The RFSD is hosted on 🤗 Hugging Face and Zenodo and is stored in a structured, column-oriented, compressed binary format Apache Parquet with yearly partitioning scheme, enabling end users to query only variables of interest at scale.
The accompanying paper provides internal and external validation of the data: https://doi.org/10.1038/s41597-025-05150-1.
Here we present the code used to create the data set, as well as the instructions for importing the data in an R or Python environment and use cases.
You have two options to ingest the data: download the .parquet
files manually from Hugging Face or Zenodo or rely on 🤗 Hugging Face Datasets library.
It is as easy as:
from datasets import load_dataset
import polars as pl
# This line will download 6.6 GB+ of all RFSD data and store it in a 🤗 cache folder
RFSD = load_dataset('irlspbru/RFSD')
# Alternatively, this will download ~540 MB with all financial statements for 2023
# to a Polars DataFrame (requires about 8 GB of RAM)
RFSD_2023 = pl.read_parquet('hf://datasets/irlspbru/RFSD/RFSD/year=2023/*.parquet')

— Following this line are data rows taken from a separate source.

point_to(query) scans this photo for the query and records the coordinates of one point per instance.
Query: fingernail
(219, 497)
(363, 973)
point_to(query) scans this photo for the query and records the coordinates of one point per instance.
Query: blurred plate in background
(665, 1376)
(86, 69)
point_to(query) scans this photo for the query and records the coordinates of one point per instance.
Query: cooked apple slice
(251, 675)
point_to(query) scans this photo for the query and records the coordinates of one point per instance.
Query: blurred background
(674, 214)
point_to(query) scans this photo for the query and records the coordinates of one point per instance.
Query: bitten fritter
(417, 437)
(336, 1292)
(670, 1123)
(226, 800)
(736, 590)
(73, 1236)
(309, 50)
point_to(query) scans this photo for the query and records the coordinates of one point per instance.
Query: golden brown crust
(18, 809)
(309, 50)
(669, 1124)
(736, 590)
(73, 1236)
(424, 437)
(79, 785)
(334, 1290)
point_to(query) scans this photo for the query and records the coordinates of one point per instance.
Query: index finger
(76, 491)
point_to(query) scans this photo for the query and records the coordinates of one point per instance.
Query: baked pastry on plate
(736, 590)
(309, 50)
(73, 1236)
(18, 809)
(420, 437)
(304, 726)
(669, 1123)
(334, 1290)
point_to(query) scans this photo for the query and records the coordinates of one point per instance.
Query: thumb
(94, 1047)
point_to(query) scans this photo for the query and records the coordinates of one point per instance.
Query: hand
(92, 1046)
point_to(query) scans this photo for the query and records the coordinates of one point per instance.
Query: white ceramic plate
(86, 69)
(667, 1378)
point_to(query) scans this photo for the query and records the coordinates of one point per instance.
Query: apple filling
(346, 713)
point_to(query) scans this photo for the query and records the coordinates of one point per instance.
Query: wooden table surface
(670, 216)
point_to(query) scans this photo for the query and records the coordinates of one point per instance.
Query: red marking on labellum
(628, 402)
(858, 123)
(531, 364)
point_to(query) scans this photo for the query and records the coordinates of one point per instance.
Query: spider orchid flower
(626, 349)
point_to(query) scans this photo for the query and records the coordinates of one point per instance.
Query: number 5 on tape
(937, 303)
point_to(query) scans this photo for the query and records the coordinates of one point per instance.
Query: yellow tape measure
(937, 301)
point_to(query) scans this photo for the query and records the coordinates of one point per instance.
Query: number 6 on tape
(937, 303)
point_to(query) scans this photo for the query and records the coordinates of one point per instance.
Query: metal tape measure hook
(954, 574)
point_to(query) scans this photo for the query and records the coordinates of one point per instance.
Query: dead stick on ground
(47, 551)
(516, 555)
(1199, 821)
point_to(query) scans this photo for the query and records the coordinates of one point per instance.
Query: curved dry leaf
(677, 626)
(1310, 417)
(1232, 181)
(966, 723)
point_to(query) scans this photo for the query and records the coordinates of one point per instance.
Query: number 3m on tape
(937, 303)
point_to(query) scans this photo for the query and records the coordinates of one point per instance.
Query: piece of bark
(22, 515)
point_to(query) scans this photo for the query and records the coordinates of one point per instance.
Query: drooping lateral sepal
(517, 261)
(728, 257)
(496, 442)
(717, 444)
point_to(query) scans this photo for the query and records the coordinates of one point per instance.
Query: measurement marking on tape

We provide a file in aux/descriptive_names_dict.csv
which can be used to change the original names of financial variables to user-friendly ones, e.g., B_revenue
and CFo_materials
in lieu of line_2110
and line_4121
, respectively. Prefixes are for disambiguation purposes: B_
stands for balance sheet variables, PL_
— profit and loss statement, CFi_
and CFo
— cash inflows and cash outflows, etc. (One can find all the variable definitions in the supplementary materials table in the accompanying paper and consult the original statement forms used by firms: full is KND 0710099
, simplified — KND 0710096
.)
# Give suggested descriptive names to variables
renaming_df = pl.read_csv('https://raw.githubusercontent.com/irlcode/RFSD/main/aux/descriptive_names_dict.csv')
RFSD = RFSD.rename({item[0]: item[1] for item in zip(renaming_df['original'], renaming_df['descriptive'])})
Please note that the data is not shuffled within year, meaning that streaming the first n rows will not yield a random sample.
Importing in Python requires pyarrow
package installed.
import pyarrow.dataset as ds
import polars as pl
# Read RFSD metadata from local file
RFSD = ds.dataset("local/path/to/RFSD", partitioning="hive")
# Use RFSD_dataset.schema to glimpse the data structure and columns' classes
print(RFSD.schema)
# Load full dataset into memory
RFSD_full = pl.from_arrow(RFSD.to_table())
# Load only 2019 data into memory
RFSD_2019 = pl.from_arrow(RFSD.to_table(filter=ds.field('year') == 2019))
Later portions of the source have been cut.